Dip Your Ears: No. 270 (Shadowy Cello Sonatas)



available at Amazon
C.Schumann, Mendelessohn Frère et Sœur, G.Jenner
Shadows
Lorenzo Meseguer (c), Mario Mora (pf)
(Eudora SACD 2204)

Clara, Fanny, and Gustav in the Shadows


“SHADOWS” is an album combining two single-movement works for cello and piano by Fanny Mendelssohn (Fantasia in G minor) and Clara Schumann (Three Romances op.22) with two cello sonatas, Felix Mendelssohn’s Second Sonata and that of the Brahmsian Gustav Jenner (also in D major). The title of the CD, goes the argument in the booklet, comes from the fact that each composer lived in the shadow of another. The gals in that of their brother and husband, respectively, and Jenner in that of Brahms, whose only student Jenner had been. Fair enough: While it might be argued that Clara Schumann was not much less – if at all – famous than her husband at the height of her concertizing career, at least as a composer she certainly wasn’t a known quantity. With Felix Mendelssohn, the claim is stretched too far. Only because he was “denigrated by some European musicologists in the early 20th century, in part because of his Jewish origins”, doesn’t mean that Mendelssohn, the man who invented classical music as we know it (from the conservatory system to the figure of the conductor to the idea of repertoire; salvaging Bach as a bonus) and who wrote a slew of masterpieces that were never not loved and acclaimed, has, for all the accusations of an excess of facileness or not pushing musical boundaries, ever been in anyone’s shadow.

But no matter, the music matters, not the title of the CD. And the performances are splendid, indeed. Cellist Lorenzo Meseguer has a surefooted, none-too-sweet tone and gorgeous round low notes that come out very nicely on the Eudora recording, which is proximate to the instruments (more so than, say, the fine Naxos recording with Maria Kliegel and Kristin Merscher) but leaves enough air. The second-movement pizzicatos are nearly as coy as those of Pieter Wispelwey’s (with Paolo Giacometti on Onyx) while Mario Mora’s piano part – naturally, given he is playing a modern Steinway – is more supple than Giacometti’s 1837 Érard. The tempi are not extreme in either direction, although the Adagio is certainly milked for its wistful beauty… if not as wickedly as Christophe Coin and Patrick do, who make it sound as though Tzimon Barto broke into a fortepiano shop. (In a good way, I suppose, although that’s bound to be rather subjective.) The finale is a nicely contrasting firecracker and the contrast. Comparison to a golden-oldie favorite of mine, János Starker and György Sebők on Mercury, make Meseguer’s cello appear comparatively prominent – perhaps more a question of engineering than playing.

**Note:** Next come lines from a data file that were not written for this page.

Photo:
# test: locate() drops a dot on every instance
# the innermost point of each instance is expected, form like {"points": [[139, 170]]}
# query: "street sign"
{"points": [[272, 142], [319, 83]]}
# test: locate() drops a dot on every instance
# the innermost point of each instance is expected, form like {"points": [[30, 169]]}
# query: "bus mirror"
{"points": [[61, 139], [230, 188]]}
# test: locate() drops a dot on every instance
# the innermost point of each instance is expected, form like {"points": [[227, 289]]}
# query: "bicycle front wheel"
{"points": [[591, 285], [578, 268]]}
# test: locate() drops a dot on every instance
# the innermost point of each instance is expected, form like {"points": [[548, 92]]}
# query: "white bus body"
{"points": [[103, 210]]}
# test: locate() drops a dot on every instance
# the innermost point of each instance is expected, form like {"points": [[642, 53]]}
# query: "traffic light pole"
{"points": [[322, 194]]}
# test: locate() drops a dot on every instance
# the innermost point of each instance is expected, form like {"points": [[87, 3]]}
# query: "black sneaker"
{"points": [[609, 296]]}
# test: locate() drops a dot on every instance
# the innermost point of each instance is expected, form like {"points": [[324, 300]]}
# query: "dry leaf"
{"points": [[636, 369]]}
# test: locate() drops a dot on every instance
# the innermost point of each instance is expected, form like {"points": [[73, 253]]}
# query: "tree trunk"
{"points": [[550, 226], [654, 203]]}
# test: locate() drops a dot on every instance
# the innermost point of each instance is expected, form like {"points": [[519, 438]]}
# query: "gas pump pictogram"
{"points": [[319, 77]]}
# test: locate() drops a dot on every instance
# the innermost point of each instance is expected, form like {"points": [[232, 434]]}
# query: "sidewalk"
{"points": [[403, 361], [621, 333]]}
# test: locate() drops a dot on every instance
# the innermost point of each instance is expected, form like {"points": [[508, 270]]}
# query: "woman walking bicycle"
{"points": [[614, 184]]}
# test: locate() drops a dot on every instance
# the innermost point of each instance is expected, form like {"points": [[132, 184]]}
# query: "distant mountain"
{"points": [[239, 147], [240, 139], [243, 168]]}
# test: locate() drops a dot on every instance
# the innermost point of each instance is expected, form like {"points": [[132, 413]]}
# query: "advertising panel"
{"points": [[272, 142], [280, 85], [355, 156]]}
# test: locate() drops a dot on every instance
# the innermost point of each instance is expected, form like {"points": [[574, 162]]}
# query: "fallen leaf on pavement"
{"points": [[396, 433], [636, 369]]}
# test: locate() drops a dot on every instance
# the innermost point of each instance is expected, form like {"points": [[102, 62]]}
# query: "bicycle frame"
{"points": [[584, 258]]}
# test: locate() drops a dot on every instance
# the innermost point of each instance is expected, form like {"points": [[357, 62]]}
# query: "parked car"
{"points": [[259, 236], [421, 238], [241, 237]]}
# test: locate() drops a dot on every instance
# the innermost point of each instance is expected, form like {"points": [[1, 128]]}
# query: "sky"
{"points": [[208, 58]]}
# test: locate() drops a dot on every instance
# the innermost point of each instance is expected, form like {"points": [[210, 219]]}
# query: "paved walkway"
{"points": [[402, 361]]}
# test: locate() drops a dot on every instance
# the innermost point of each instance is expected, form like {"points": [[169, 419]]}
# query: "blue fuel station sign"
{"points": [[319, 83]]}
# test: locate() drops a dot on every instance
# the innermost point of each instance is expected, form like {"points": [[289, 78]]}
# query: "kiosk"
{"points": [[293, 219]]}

The Mendelssohn may be the main ingredient of this CD, but the USP is probably the shadowy composers in front and after him, where there’s little competition. Only two other recordings exist of the fine Jenner sonata; only four of the beautiful Fanny Mendelssohn Fantasia which is here given all its considerable worth. Both, Jenner’s work, which is very obviously (but also very deftly) post-Brahmsian, and Fanny’s piece, are reasons to tune in. The key is not to be turned off by the Three Romances which, after a few minutes of vapid beauty, become so obviously trite that they’re hard to bear: ambling melodies in the cello connected by clichéd phrases and clumsy chords. Don’t say you haven’t been warned.